The tide would eventually turn in the final 42 years of the First Age, with the beginning of the War of Wrath. Eärendil, a half-Elven sailor, took the treacherous voyage to Valinor to petition the Valar themselves to aid the mortal races from complete destruction at Morgoth’s hands. Although the Valar had originally been content to let the Noldor who had left Valinor to hunt Morgoth perish, they relented to Eärendil. They put together a mighty host alongside the Elves that had chosen to remain in Valinor, and set forth for Beleriand — where Morgoth amassed all of his forces to try and put a stop to his former celestial allies once and for all.
For as mighty as his own forces were, however, they were no match for the Valar’s host. Uniting with the remaining Elves as well as the three tribes of Men, known collectively as the Edain, the host smashed Morgoth’s orc armies, and even though they themselves were nearly beaten back by the arrival of the dragons, Eärendil matched them with the Great Eagles, beating back the dragons and slaying their leader Ancalagon the Black. Morgoth was captured, returned to Aman in the west, and ultimately tried by the Valar for his endless crimes… which lead to him not only being beheaded, but his body cast out into the void of space beyond Arda itself.
The Aftermath and the Dawn of the Second Age
Morgoth’s defeat came at immense cost. Arda was forever changed — the silmarils were lost forever, and much of Beleriand was completely destroyed, sunk into the seas. What remained became Middle-earth as we know it in the books and films, just a fraction of Beleriand’s remaining landmass. The Valar’s host was nearly destroyed by the arrival of the dragons, and much of the Edain were likewise wiped out in the fighting. What remained of Elfkind was ordered by the Maia Ëonwë to return to their ancestral home in the west, and many Elves chose to do so, beginning the long path of their race exiting the larger world — even if some holdout kingdoms would remain for thousands more years before journeying westwards. For their role in the War of Wrath, the surviving Edain were given the Isle of Númenor by Ëonwë, uplifting them to become a prominent force in Middle-Earth.
And, of course, some of Morgoth’s forces still lingered.

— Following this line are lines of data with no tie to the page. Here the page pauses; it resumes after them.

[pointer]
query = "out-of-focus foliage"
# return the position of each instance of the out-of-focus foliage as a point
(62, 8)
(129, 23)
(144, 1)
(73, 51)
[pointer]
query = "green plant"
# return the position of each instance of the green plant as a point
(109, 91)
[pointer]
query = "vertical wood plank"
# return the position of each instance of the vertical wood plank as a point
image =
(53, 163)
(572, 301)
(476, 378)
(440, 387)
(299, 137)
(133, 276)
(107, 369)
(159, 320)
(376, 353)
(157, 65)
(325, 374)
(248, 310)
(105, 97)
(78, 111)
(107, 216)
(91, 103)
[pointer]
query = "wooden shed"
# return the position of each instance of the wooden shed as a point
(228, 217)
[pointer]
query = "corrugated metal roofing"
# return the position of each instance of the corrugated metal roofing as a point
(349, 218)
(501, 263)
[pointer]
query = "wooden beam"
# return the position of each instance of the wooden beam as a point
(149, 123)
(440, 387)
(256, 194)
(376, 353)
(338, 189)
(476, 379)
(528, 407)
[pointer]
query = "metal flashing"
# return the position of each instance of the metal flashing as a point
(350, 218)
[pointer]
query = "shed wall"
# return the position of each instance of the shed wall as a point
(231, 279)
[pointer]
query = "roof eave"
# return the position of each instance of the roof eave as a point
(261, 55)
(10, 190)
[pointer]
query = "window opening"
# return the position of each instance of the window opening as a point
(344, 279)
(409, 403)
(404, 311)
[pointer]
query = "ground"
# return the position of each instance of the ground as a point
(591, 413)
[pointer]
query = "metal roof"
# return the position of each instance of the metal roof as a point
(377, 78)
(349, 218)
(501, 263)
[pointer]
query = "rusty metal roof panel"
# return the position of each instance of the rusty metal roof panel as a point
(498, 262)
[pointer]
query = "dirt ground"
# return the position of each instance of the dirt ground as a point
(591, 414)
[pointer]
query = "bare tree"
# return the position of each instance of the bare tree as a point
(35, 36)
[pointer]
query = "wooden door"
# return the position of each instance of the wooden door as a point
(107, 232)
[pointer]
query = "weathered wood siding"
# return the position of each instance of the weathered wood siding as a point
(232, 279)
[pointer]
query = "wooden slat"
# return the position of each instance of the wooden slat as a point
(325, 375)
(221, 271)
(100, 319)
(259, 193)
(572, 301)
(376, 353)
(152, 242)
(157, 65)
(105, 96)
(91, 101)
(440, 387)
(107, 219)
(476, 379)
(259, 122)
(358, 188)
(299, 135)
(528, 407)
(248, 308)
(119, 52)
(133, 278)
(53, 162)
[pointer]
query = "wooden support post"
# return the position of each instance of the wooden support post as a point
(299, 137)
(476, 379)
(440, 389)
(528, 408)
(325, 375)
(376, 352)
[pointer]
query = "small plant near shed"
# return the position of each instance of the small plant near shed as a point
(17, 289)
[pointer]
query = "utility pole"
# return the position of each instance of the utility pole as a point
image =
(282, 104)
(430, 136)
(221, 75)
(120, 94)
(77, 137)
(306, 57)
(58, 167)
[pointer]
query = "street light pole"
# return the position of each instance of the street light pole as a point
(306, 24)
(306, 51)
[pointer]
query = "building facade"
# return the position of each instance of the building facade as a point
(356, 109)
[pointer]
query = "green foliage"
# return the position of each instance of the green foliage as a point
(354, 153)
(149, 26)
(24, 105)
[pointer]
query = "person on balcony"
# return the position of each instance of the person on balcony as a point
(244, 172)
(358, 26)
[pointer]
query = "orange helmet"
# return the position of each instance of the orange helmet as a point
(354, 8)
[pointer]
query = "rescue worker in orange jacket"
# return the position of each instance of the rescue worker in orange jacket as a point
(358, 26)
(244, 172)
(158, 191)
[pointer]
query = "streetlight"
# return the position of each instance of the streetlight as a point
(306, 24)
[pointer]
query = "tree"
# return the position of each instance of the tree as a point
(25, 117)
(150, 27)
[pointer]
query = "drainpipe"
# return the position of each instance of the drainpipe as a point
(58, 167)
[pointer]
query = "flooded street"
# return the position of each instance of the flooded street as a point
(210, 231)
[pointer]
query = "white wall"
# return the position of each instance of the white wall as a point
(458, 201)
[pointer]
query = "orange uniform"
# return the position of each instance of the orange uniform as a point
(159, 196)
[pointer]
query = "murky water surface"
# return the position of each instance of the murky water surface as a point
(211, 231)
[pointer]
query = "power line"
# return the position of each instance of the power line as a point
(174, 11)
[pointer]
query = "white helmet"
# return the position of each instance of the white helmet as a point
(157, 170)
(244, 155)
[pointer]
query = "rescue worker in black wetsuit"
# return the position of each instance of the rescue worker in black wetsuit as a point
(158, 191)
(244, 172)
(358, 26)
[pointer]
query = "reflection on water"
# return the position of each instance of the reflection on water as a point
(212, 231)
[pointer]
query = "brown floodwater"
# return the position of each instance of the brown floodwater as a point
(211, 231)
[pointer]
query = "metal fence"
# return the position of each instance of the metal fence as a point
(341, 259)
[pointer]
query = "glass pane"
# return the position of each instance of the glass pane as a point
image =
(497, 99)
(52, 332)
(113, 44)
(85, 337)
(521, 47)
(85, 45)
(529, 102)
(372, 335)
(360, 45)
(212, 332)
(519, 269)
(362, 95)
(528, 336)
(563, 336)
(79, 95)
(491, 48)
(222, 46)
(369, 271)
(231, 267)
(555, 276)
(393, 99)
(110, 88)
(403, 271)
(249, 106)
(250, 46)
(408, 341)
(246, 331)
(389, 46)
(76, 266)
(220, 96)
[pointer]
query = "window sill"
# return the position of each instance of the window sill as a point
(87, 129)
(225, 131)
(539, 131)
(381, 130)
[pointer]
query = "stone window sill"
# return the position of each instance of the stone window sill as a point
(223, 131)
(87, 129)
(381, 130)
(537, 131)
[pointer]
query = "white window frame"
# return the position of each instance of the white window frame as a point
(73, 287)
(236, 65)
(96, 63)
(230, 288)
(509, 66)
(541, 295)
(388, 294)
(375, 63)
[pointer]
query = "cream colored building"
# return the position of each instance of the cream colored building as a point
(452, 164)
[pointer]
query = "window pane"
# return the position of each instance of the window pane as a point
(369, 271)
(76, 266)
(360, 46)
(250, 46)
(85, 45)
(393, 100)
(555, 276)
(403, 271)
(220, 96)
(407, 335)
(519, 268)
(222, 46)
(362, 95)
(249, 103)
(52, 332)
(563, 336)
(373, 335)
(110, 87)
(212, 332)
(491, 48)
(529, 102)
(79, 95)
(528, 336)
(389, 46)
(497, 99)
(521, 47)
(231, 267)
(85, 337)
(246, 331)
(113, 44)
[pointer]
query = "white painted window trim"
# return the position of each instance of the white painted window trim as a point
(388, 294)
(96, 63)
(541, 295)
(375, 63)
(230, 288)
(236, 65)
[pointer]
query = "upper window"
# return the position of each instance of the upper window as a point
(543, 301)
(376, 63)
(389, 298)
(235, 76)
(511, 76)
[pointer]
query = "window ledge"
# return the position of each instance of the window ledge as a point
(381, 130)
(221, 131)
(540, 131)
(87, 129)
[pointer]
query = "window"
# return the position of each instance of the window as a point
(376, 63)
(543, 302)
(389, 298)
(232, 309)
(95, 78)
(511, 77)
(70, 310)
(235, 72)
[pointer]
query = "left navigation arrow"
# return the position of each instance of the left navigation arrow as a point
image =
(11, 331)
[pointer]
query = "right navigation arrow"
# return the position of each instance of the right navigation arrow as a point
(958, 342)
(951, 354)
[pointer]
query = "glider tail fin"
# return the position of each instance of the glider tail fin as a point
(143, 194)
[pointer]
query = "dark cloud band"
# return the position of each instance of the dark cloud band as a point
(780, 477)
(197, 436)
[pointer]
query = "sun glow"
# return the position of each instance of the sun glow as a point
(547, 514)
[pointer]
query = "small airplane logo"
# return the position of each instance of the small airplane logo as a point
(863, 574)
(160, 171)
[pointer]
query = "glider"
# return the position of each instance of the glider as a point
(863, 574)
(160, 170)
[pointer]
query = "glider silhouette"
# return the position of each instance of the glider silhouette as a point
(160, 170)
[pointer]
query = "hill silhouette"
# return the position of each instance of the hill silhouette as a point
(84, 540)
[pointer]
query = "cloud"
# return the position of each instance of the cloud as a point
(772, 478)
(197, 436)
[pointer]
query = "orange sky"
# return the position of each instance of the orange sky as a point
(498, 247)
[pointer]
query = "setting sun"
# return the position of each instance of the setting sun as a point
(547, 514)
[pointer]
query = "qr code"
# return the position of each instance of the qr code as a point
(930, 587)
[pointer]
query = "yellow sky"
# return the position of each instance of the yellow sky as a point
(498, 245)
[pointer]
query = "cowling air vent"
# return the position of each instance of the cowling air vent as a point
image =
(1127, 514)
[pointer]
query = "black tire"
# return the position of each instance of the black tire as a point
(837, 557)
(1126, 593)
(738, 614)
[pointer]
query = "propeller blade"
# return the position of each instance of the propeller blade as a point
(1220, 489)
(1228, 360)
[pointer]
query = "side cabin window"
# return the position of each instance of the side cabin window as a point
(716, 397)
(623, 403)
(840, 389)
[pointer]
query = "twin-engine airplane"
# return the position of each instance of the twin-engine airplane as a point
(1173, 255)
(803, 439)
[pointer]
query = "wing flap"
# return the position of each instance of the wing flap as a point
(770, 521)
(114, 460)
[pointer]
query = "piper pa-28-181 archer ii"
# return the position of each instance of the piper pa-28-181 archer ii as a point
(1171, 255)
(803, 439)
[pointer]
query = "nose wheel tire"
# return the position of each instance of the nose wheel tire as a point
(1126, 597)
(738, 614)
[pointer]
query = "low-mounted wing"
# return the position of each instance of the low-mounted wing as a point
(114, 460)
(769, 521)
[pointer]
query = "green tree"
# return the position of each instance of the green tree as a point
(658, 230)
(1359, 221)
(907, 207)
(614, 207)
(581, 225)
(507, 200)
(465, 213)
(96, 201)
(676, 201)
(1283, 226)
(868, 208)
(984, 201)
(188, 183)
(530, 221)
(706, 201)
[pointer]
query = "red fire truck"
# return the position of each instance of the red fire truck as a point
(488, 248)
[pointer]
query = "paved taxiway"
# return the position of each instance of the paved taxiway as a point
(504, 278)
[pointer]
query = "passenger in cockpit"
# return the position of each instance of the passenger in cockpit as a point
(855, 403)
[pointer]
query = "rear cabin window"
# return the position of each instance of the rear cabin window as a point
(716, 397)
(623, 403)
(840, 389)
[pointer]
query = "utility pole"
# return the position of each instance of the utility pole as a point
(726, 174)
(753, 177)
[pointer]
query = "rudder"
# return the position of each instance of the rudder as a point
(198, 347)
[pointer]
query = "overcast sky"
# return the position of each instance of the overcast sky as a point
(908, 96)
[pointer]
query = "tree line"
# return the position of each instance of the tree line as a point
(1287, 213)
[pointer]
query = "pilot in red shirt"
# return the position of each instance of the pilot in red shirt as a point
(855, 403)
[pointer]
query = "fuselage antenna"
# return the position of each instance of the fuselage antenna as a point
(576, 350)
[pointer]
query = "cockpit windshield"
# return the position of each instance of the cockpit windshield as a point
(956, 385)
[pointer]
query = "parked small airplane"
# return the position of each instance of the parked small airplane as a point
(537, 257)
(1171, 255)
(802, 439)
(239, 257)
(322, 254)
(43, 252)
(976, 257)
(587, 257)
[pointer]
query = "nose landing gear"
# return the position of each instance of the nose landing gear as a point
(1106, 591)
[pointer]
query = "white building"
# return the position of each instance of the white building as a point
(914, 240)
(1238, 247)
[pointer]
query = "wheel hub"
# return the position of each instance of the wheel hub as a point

Many Balrogs and dragons were slain, but the survivors went into hiding, and while much of Morgoth’s orcish hordes were wiped out, the remnants rallied around the hidden former lieutenant of the Dark Lord, Sauron, who had been in hiding during the War of Wrath following a prior defeat at the hands of the Elves. Sauron quietly amassed power and planned his ascendancy as the new Dark Lord as one Age ended and another began… much of which, no doubt, we’ll begin to see some semblance of when The Lord of the Rings: The Rings of Power begins on Prime Video September 2.
Editor’s Note: Release dates within this article are based in the U.S., but will be updated with local Australian dates as soon as we know more.